A veces nos formamos una idea distorsionada acerca del desarrollo de las naciones. Los órganos que integran el cuerpo social de los pueblos desarrollados no sufren atrofia alguna.
Están irrigados por un oxígeno vitalizador que los hace funcionar sincrónicamente para que cada pieza del engranaje se beneficie de su evolución.
En cambio, las células que conforman la anatomía de las sociedades subdesarrolladas no responden a la demanda de sus energías vitales. Padecen de un rendimiento patológico tan bajo, que consumen todo el tiempo administrando las precariedades que conlleva la pobreza.
La nuestra ha sido prescrita como sociedad subdesarrollada, diagnóstico que no ha variado a lo largo de ciento setenta años de vida republicana, insuficientes, por lo visto, para que sus órganos marchen al paso que exige el salto a la prosperidad sustentable.
Basta alejarse un poco de los principales centros urbanos, para confirmar que la disfunción sistémica quiebra toda posibilidad de una diseminación geográficamente equilibrada del desarrollo.
¿A qué se debe entonces que las cifras macroeconómicas reafirmen la sostenibilidad del crecimiento, sin evidenciarse un comportamiento paralelo en la evolución del conocimiento, la literatura y las bellas artes? Tres variables de primordial papel en el desarrollo de los pueblos.
Causa y efecto a la vez. ¿Quién lo negaría? Pero ignoramos cuál ha sido su tasa histórica de crecimiento real. ¿Avanzamos o retrocedemos? Nos preguntamos si justipreciamos su importancia; si auspiciamos políticas certeras que las catapulten; y si acaso reconocemos que se trata de un trípode consustancial al desarrollo más que al crecimiento.
Porque no es lo mismo ni es igual.
Sabemos que incluso es posible crecer biológicamente con una afección congénita adversa al desarrollo funcional del organismo.
¿Quién gana en la pugna demográfica de millares de egresados de centros académicos corriendo al lado de millones de individuos que ni siquiera llegan hasta sus puertas? Al margen del resultado alarmante, fácilmente deducible, deberíamos saber si la calidad curricular de la educación formal propicia un inventario creciente de individuos egregios.
Porque sin esa clase sirviendo a los mejores propósitos, es imposible echar los cimientos que afiancen una sociedad desarrollada, y mucho menos, dar el brinco definitivo a la escalera que nos eleve a esa condición.

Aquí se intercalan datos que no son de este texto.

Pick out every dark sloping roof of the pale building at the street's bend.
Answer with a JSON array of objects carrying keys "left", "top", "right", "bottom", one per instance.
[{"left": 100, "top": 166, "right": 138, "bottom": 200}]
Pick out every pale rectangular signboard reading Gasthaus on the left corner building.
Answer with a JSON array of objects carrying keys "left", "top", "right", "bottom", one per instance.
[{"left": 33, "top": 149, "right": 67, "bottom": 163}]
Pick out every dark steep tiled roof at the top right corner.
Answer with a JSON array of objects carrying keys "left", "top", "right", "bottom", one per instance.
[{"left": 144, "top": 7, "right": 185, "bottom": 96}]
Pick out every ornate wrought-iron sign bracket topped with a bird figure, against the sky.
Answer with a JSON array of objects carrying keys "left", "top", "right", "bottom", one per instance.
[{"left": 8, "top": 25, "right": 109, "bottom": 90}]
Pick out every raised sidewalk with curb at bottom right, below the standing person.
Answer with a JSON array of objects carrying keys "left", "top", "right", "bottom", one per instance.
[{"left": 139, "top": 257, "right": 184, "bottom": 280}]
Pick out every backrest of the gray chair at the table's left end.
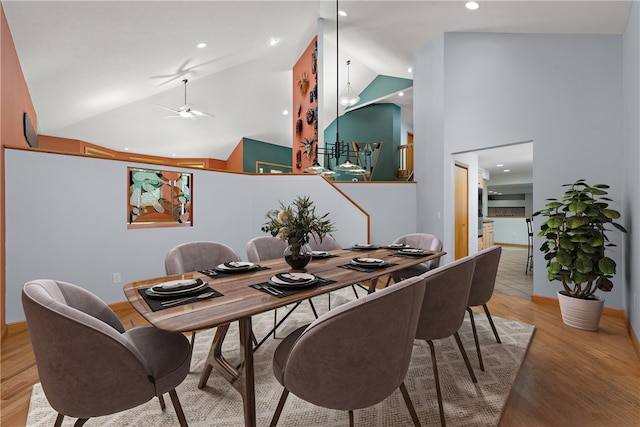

¿A qué se debe el sostenido ritmo de prosperidad de los pueblos desarrollados mientras la decadencia marca el signo predominante de los más empobrecidos? Naufragando éstos en el proceloso mar de la escasez, avanzando aquellos en el manso océano de la abundancia, con su pujanza palmaria en urbes, campos, valles y montañas; revelada en el comportamiento, el vestir y el lenguaje.
Mostrándose en las instituciones y en el plantel tecnológico, mientras el imperio del orden y la disciplina salta a la vista.
Expanden esos pueblos su producción editorial, y el hálito del desarrollo palpita incluso en la oferta de su cartelera cultural.
Hay en ellos un cierto afán inusitado de competitividad que los impulsa y engrandece.
¡Ah! Pero son pueblos portentosos porque dominan el conocimiento y porque no atan los esfuerzos del desarrollo al azar de la naturaleza tanto como al talento que nace de sus propias facultades mentales.
Entonces transmiten esa vocación de generación en generación, como si el espíritu de superación que los mueve formara parte de su código genético.
He ahí el verdadero desarrollo, el que se asienta, prospera y pervive laborando en la mente para favorecer un crecimiento material cualificado que apuntale un estado de bienestar deseable.
No al estilo de algún esquema sociopolítico cuestionable, sino como aspiración legítima del ser humano. Quisiéramos ver la voluntad de la clase gobernante inclinada en esa dirección.
Fuera de semejante contexto, todo lo demás es espejismo; un ejercicio inútil de hibernación para seguir orbitando el círculo de la pobreza.